- Promotional release poster
- Created by: Michael Crompton
- Based on: The Catch by T. M. Logan
- Directed by: Robert Quinn
- Starring: Jason Watkins; Aneurin Barnard; Poppy Gilbert; Cathy Belton; Brenda Fricker;
- Country of origin: United Kingdom
- Original language: English
- No. of series: 1
- No. of episodes: 4

Production
- Executive producers: Rachel Gesua; Suzi McIntosh; Herbert Kloiber; David Swetman; Aaron Farrell; Trevor Eve;
- Producer: Jyoti Fernandes;
- Production location: Ireland;
- Running time: 60 minutes

Original release
- Network: Channel 5; My5;
- Release: 25 January – 8 February 2023

= The Catch (British TV series) =

Family drama series

The Catch is a Channel 5 and My5 four-part drama series set in the west of England, adapted by Michael Crompton from the 2020 novel of the same name by T. M. Logan. Starring Jason Watkins, Aneurin Barnard, Poppy Gilbert and Cathy Belton. The first episode was broadcast on Channel 5 and My5 in the UK on 25 January 2023.

==Plot==
Local fisherman, Ed Collier struggles to make a decent living because of competing fishermen. Abbie, his daughter, introduces her new boyfriend Ryan, to her parents. Ed is suspicious of Ryan, who is young, handsome, rich and successful. Ed's wife, Claire presumes Ed is being overprotective, understandably, as they lost their son to a boating accident 15 years ago. Ed teams up with Abbie's ex-boyfriend, George to investigate Ryan's history and is startled at what he finds.
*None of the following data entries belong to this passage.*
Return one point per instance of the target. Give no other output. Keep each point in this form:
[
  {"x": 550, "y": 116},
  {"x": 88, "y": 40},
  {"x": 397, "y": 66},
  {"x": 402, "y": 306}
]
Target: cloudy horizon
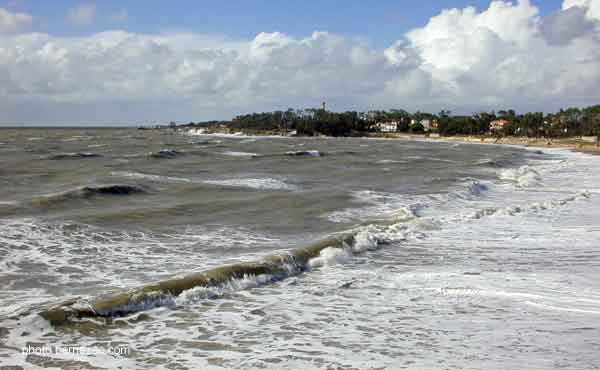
[{"x": 496, "y": 56}]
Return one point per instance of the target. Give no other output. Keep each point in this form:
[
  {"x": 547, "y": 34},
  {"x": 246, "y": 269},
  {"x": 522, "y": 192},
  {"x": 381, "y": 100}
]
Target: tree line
[{"x": 564, "y": 123}]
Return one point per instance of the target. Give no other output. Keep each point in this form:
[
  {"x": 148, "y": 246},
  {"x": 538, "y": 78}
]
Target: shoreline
[{"x": 574, "y": 144}]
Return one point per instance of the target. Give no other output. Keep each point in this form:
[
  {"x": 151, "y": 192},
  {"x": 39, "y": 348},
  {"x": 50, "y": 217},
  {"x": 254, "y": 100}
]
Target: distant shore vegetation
[{"x": 569, "y": 122}]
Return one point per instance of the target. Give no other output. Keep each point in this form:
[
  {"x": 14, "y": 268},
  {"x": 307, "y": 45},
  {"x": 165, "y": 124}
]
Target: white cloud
[
  {"x": 121, "y": 16},
  {"x": 82, "y": 14},
  {"x": 592, "y": 7},
  {"x": 505, "y": 56},
  {"x": 12, "y": 22}
]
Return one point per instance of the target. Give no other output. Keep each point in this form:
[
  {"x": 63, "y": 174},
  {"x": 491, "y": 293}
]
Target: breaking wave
[
  {"x": 254, "y": 183},
  {"x": 166, "y": 153},
  {"x": 87, "y": 192},
  {"x": 523, "y": 176},
  {"x": 73, "y": 156},
  {"x": 144, "y": 176}
]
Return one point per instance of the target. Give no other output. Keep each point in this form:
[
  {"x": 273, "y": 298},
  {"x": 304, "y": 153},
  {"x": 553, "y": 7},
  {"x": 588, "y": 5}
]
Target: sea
[{"x": 158, "y": 249}]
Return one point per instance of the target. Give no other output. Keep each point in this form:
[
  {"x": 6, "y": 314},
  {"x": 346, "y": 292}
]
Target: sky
[{"x": 141, "y": 62}]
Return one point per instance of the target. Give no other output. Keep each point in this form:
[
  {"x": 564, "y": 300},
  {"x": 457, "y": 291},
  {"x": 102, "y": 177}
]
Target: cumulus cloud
[
  {"x": 82, "y": 14},
  {"x": 565, "y": 25},
  {"x": 592, "y": 7},
  {"x": 505, "y": 56},
  {"x": 121, "y": 16},
  {"x": 12, "y": 22}
]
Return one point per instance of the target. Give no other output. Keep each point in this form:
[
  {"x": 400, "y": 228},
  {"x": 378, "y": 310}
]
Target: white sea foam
[
  {"x": 310, "y": 153},
  {"x": 239, "y": 154},
  {"x": 254, "y": 183},
  {"x": 145, "y": 176},
  {"x": 330, "y": 256},
  {"x": 523, "y": 176}
]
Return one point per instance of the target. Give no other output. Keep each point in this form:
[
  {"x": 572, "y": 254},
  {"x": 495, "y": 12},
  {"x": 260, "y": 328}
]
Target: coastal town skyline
[{"x": 120, "y": 63}]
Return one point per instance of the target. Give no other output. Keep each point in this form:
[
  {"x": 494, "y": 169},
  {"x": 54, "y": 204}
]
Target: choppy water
[{"x": 461, "y": 257}]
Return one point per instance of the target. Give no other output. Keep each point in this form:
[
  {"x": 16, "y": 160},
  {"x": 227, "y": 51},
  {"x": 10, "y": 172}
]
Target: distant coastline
[{"x": 587, "y": 144}]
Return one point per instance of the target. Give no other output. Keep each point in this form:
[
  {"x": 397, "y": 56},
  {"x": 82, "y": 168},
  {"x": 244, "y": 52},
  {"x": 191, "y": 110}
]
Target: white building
[{"x": 387, "y": 126}]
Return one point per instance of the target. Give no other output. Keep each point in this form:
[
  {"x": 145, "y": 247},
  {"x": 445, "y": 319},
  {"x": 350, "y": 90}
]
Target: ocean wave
[
  {"x": 144, "y": 176},
  {"x": 533, "y": 207},
  {"x": 166, "y": 153},
  {"x": 87, "y": 192},
  {"x": 304, "y": 153},
  {"x": 239, "y": 154},
  {"x": 254, "y": 183},
  {"x": 381, "y": 205},
  {"x": 73, "y": 156},
  {"x": 523, "y": 176}
]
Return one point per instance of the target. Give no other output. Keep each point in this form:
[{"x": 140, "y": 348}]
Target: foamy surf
[{"x": 254, "y": 183}]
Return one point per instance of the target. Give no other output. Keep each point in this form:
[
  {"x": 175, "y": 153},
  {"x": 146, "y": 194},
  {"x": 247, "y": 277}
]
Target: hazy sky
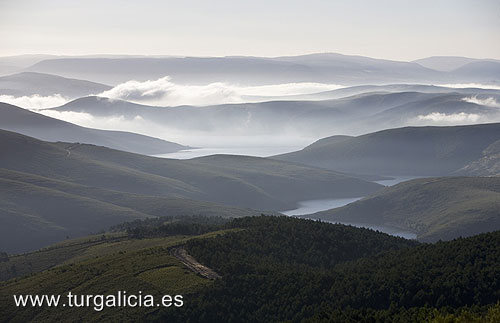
[{"x": 393, "y": 29}]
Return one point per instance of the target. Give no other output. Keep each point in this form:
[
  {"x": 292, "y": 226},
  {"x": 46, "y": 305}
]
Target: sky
[{"x": 391, "y": 29}]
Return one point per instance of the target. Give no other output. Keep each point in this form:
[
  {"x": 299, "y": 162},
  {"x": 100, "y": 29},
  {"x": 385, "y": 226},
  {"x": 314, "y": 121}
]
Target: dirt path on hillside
[{"x": 181, "y": 254}]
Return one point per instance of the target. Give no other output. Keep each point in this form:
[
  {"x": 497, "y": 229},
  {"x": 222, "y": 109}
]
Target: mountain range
[
  {"x": 441, "y": 208},
  {"x": 323, "y": 68},
  {"x": 352, "y": 115},
  {"x": 53, "y": 190},
  {"x": 42, "y": 127},
  {"x": 413, "y": 151}
]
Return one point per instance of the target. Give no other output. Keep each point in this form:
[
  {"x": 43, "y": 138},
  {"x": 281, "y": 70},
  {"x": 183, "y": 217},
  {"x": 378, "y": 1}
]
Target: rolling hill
[
  {"x": 328, "y": 272},
  {"x": 48, "y": 210},
  {"x": 487, "y": 165},
  {"x": 51, "y": 190},
  {"x": 353, "y": 115},
  {"x": 442, "y": 208},
  {"x": 327, "y": 68},
  {"x": 45, "y": 128},
  {"x": 29, "y": 83},
  {"x": 448, "y": 63},
  {"x": 413, "y": 151}
]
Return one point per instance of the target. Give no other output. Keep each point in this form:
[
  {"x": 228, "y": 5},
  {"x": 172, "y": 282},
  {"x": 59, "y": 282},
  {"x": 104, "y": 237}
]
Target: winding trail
[{"x": 181, "y": 254}]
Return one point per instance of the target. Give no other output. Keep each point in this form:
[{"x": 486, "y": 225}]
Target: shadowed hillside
[
  {"x": 45, "y": 128},
  {"x": 434, "y": 208}
]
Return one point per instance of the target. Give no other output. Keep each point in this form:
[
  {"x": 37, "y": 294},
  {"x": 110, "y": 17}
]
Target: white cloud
[
  {"x": 471, "y": 85},
  {"x": 454, "y": 118},
  {"x": 489, "y": 102},
  {"x": 35, "y": 102},
  {"x": 163, "y": 92}
]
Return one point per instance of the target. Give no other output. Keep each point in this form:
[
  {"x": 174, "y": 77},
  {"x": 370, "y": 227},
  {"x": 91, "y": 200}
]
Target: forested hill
[
  {"x": 297, "y": 281},
  {"x": 272, "y": 269},
  {"x": 434, "y": 208}
]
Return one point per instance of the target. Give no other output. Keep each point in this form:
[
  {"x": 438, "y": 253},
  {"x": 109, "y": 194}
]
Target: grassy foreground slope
[
  {"x": 112, "y": 262},
  {"x": 273, "y": 269},
  {"x": 434, "y": 208}
]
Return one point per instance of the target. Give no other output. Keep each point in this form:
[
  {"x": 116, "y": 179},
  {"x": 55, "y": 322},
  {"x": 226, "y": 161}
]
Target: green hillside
[
  {"x": 425, "y": 151},
  {"x": 43, "y": 127},
  {"x": 487, "y": 165},
  {"x": 434, "y": 208},
  {"x": 272, "y": 269},
  {"x": 48, "y": 210},
  {"x": 53, "y": 190},
  {"x": 220, "y": 180}
]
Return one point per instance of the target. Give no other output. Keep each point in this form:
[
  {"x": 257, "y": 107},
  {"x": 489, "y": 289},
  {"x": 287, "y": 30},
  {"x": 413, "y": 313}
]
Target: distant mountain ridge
[
  {"x": 352, "y": 115},
  {"x": 324, "y": 68},
  {"x": 30, "y": 83},
  {"x": 435, "y": 208},
  {"x": 50, "y": 190},
  {"x": 426, "y": 151}
]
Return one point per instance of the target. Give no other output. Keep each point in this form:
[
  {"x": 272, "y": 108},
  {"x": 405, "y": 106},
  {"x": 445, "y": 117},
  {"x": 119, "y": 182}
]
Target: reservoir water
[
  {"x": 313, "y": 206},
  {"x": 247, "y": 151}
]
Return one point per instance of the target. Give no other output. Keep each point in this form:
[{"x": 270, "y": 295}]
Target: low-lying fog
[
  {"x": 268, "y": 130},
  {"x": 313, "y": 206}
]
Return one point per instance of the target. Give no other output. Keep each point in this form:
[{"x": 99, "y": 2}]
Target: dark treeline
[
  {"x": 171, "y": 225},
  {"x": 279, "y": 269}
]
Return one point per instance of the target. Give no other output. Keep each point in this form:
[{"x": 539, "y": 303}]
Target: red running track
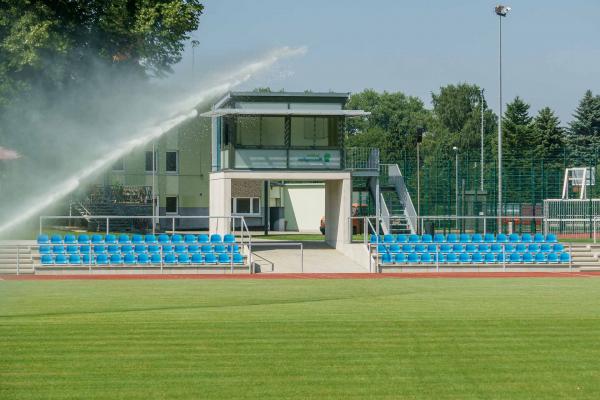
[{"x": 408, "y": 275}]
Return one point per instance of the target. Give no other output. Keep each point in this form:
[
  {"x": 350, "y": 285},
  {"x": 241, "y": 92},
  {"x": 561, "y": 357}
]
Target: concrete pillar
[
  {"x": 219, "y": 203},
  {"x": 338, "y": 209}
]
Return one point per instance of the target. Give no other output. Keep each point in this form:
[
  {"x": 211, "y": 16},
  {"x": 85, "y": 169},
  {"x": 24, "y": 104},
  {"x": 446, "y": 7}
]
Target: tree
[
  {"x": 517, "y": 130},
  {"x": 56, "y": 44},
  {"x": 548, "y": 137},
  {"x": 584, "y": 131}
]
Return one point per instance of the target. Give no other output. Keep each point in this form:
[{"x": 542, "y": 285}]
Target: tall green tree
[
  {"x": 57, "y": 44},
  {"x": 584, "y": 131},
  {"x": 548, "y": 137}
]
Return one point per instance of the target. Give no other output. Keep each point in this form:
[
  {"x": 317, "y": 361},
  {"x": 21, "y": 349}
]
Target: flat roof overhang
[{"x": 285, "y": 112}]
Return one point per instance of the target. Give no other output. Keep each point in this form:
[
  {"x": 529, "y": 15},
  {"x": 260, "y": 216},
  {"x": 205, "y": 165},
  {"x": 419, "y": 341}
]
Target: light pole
[
  {"x": 456, "y": 183},
  {"x": 501, "y": 12}
]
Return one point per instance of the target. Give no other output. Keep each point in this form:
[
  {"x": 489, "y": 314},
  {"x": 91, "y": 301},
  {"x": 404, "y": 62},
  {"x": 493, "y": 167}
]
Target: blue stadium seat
[
  {"x": 129, "y": 259},
  {"x": 400, "y": 258},
  {"x": 545, "y": 247},
  {"x": 137, "y": 239},
  {"x": 514, "y": 238},
  {"x": 526, "y": 238},
  {"x": 203, "y": 238},
  {"x": 401, "y": 238},
  {"x": 110, "y": 239},
  {"x": 477, "y": 258},
  {"x": 127, "y": 248},
  {"x": 197, "y": 258},
  {"x": 541, "y": 258},
  {"x": 484, "y": 248},
  {"x": 124, "y": 239},
  {"x": 489, "y": 238},
  {"x": 225, "y": 259},
  {"x": 163, "y": 238},
  {"x": 190, "y": 239},
  {"x": 43, "y": 239},
  {"x": 515, "y": 258},
  {"x": 97, "y": 239},
  {"x": 414, "y": 238},
  {"x": 490, "y": 258},
  {"x": 420, "y": 248},
  {"x": 558, "y": 247},
  {"x": 70, "y": 239},
  {"x": 61, "y": 259},
  {"x": 210, "y": 258},
  {"x": 452, "y": 258},
  {"x": 72, "y": 249},
  {"x": 56, "y": 239},
  {"x": 150, "y": 239},
  {"x": 386, "y": 258},
  {"x": 183, "y": 258},
  {"x": 176, "y": 239},
  {"x": 170, "y": 258}
]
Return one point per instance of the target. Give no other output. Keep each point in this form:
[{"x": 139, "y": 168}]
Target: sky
[{"x": 550, "y": 48}]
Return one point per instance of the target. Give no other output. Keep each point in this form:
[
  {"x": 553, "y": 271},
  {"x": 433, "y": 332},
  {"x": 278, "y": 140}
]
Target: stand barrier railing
[{"x": 375, "y": 259}]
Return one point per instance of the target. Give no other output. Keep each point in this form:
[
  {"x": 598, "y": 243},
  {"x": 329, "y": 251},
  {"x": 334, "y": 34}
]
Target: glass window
[
  {"x": 149, "y": 162},
  {"x": 171, "y": 162},
  {"x": 171, "y": 204}
]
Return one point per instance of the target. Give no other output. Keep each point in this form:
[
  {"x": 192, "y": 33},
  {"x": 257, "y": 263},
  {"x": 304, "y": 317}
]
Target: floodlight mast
[{"x": 501, "y": 12}]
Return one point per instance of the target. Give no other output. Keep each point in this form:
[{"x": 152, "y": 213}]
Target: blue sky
[{"x": 551, "y": 48}]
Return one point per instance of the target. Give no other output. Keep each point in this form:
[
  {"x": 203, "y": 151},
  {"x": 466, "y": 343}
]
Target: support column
[{"x": 220, "y": 203}]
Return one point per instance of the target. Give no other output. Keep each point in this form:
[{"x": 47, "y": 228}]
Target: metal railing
[{"x": 374, "y": 258}]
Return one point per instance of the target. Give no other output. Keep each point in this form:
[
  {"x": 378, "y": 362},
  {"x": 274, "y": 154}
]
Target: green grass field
[{"x": 301, "y": 339}]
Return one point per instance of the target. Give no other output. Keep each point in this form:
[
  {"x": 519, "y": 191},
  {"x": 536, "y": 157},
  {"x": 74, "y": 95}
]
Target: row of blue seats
[
  {"x": 136, "y": 239},
  {"x": 143, "y": 258},
  {"x": 476, "y": 258},
  {"x": 471, "y": 248},
  {"x": 138, "y": 248},
  {"x": 465, "y": 238}
]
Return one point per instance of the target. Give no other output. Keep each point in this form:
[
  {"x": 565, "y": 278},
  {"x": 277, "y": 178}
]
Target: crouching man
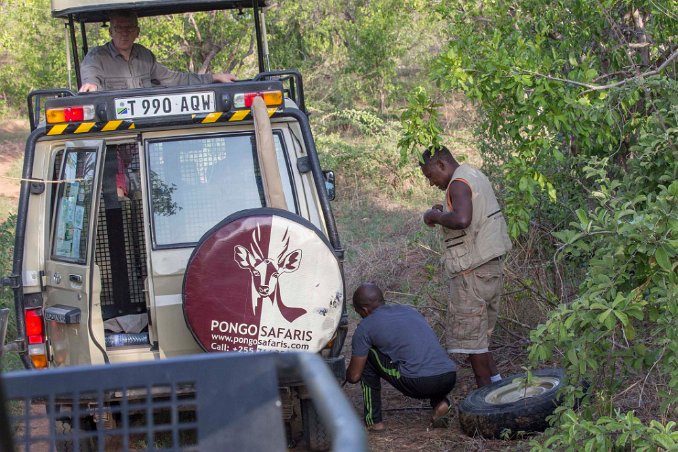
[{"x": 395, "y": 342}]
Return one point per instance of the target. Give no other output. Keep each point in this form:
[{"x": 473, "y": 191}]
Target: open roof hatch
[{"x": 84, "y": 11}]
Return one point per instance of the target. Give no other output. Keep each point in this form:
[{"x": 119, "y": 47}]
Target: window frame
[{"x": 148, "y": 185}]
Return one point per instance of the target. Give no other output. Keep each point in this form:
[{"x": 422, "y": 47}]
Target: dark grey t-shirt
[{"x": 403, "y": 334}]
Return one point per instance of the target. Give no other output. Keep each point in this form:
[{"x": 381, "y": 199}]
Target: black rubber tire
[
  {"x": 63, "y": 427},
  {"x": 317, "y": 438},
  {"x": 478, "y": 416}
]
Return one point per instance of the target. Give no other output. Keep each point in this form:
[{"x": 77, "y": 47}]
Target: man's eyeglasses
[{"x": 125, "y": 30}]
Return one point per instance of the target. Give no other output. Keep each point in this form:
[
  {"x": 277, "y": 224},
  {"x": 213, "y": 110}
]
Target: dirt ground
[{"x": 407, "y": 420}]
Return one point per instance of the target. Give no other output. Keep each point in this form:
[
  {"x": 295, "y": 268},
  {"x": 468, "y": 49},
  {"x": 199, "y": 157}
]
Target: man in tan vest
[{"x": 475, "y": 239}]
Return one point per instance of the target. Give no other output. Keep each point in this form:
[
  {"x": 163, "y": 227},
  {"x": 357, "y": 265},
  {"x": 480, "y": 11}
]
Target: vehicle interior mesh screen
[{"x": 120, "y": 250}]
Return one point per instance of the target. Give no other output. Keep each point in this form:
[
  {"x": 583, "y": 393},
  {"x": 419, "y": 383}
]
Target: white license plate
[{"x": 164, "y": 105}]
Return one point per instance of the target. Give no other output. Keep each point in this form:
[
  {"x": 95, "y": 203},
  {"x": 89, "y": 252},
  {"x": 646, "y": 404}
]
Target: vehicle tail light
[
  {"x": 38, "y": 354},
  {"x": 70, "y": 114},
  {"x": 271, "y": 99},
  {"x": 35, "y": 333}
]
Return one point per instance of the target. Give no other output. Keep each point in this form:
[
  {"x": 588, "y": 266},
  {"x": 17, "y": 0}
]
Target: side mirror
[
  {"x": 329, "y": 184},
  {"x": 4, "y": 319}
]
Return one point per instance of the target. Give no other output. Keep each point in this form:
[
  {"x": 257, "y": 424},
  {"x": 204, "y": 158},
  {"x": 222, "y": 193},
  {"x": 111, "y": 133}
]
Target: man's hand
[
  {"x": 223, "y": 77},
  {"x": 88, "y": 88},
  {"x": 431, "y": 216}
]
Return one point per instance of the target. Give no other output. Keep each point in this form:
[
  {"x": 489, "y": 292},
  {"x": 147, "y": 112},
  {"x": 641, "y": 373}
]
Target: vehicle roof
[{"x": 97, "y": 10}]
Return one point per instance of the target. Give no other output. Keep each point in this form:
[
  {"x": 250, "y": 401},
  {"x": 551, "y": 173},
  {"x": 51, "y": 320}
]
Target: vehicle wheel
[
  {"x": 317, "y": 437},
  {"x": 506, "y": 408}
]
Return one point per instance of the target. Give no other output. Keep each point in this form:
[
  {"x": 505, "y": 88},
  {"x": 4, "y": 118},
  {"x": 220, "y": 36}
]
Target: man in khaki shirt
[
  {"x": 122, "y": 64},
  {"x": 475, "y": 240}
]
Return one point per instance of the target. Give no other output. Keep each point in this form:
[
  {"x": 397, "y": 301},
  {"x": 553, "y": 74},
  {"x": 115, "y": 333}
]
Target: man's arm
[
  {"x": 355, "y": 368},
  {"x": 91, "y": 70},
  {"x": 462, "y": 209}
]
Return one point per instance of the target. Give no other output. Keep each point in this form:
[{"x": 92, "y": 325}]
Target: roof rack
[{"x": 89, "y": 11}]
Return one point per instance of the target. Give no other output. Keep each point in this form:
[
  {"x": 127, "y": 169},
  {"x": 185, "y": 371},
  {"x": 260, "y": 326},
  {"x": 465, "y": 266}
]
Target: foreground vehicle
[{"x": 158, "y": 222}]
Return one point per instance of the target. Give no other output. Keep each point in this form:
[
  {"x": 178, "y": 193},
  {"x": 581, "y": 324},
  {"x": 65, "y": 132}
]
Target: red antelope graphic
[{"x": 265, "y": 273}]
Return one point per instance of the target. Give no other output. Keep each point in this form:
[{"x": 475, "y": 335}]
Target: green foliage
[
  {"x": 203, "y": 42},
  {"x": 33, "y": 48},
  {"x": 579, "y": 119},
  {"x": 421, "y": 129},
  {"x": 376, "y": 41},
  {"x": 617, "y": 432},
  {"x": 626, "y": 310},
  {"x": 535, "y": 75}
]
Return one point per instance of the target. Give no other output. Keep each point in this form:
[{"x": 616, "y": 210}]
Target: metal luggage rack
[{"x": 208, "y": 402}]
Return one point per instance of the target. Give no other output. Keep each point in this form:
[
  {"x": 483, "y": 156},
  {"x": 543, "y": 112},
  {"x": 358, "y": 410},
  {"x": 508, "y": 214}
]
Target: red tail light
[
  {"x": 34, "y": 326},
  {"x": 35, "y": 331}
]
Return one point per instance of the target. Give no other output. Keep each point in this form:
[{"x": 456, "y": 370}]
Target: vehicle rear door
[{"x": 72, "y": 284}]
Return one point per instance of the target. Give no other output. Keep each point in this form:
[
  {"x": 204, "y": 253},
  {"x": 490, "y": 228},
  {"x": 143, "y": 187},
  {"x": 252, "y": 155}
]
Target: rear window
[
  {"x": 195, "y": 182},
  {"x": 74, "y": 201}
]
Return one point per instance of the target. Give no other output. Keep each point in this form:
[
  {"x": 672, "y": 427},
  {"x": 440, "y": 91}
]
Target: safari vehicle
[{"x": 166, "y": 221}]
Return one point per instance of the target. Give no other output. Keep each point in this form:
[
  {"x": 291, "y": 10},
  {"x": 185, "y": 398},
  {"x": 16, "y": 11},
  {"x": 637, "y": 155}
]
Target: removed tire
[
  {"x": 508, "y": 407},
  {"x": 317, "y": 438}
]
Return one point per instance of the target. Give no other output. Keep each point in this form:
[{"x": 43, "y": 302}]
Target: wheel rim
[{"x": 517, "y": 391}]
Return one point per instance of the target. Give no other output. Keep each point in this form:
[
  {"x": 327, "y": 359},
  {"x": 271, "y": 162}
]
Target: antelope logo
[{"x": 266, "y": 271}]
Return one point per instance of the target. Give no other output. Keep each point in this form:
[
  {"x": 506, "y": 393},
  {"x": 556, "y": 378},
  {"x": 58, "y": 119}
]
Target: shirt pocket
[
  {"x": 458, "y": 256},
  {"x": 469, "y": 323},
  {"x": 487, "y": 285}
]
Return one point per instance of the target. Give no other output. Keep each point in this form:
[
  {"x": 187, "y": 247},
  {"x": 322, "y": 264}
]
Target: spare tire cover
[{"x": 263, "y": 279}]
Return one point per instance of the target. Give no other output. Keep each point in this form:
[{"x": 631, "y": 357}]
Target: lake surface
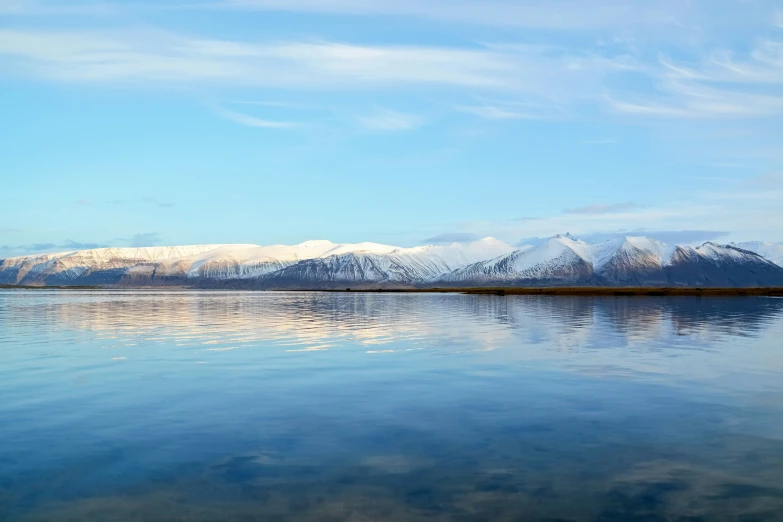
[{"x": 243, "y": 406}]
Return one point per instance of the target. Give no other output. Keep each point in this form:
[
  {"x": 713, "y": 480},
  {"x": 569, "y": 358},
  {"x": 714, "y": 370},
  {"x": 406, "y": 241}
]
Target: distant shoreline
[{"x": 554, "y": 290}]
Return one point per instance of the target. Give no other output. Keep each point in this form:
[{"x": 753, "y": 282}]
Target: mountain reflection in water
[{"x": 145, "y": 405}]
Ed follows Ryan to the red-light district and films him with a young woman, later he confronts Ryan about it in front of the family. However, Ryan's answer is acceptable, driving Ed's family to turn against him, and things get darker when an ominous threatening message appears painted on the decking of his boat.

==Cast==
Source:
- Jason Watkins as Ed Collier
- Aneurin Barnard as Ryan Wilson
- Poppy Gilbert as Abbie Collier
- Cathy Belton as Claire Collier
- Brenda Fricker as Phyllis Doyle
- Jade Jordan as Katz
- Tracy Wiles as DI Jennie Nott
- Ian Pirie as Bob Chapman
- Morgan Palmeria as George
- Cameron Jack as Craig
- Menyee Lai as Pauline
- Paul Sparkes as Wayne Pendrick
- Jacob Hickey as Josh
- Karl Hogan as Baxter

==Filming==
The Catch was filmed during the summer of 2022, Robert Quinn was the director. Even though the setting for the drama is the south-west of England, the actual filming took place at Balbriggan and other locations in County Dublin, Ireland. The Colliers' house is said to have been a home of former Irish president, Patrick Hillery.

==Production==
The production was by Projector Pictures, in association with Night Train Media and All3Media International. Rachel Gesua, Suzi McIntosh and Trevor Eve were executive producers on behalf of Projector Pictures, and Herbert Kloiber was executive producer for Night Train Media.

==Broadcast==
It was first broadcast on Channel 5 and My5 in the UK on 25 January 2023, broken into four one-hour episodes.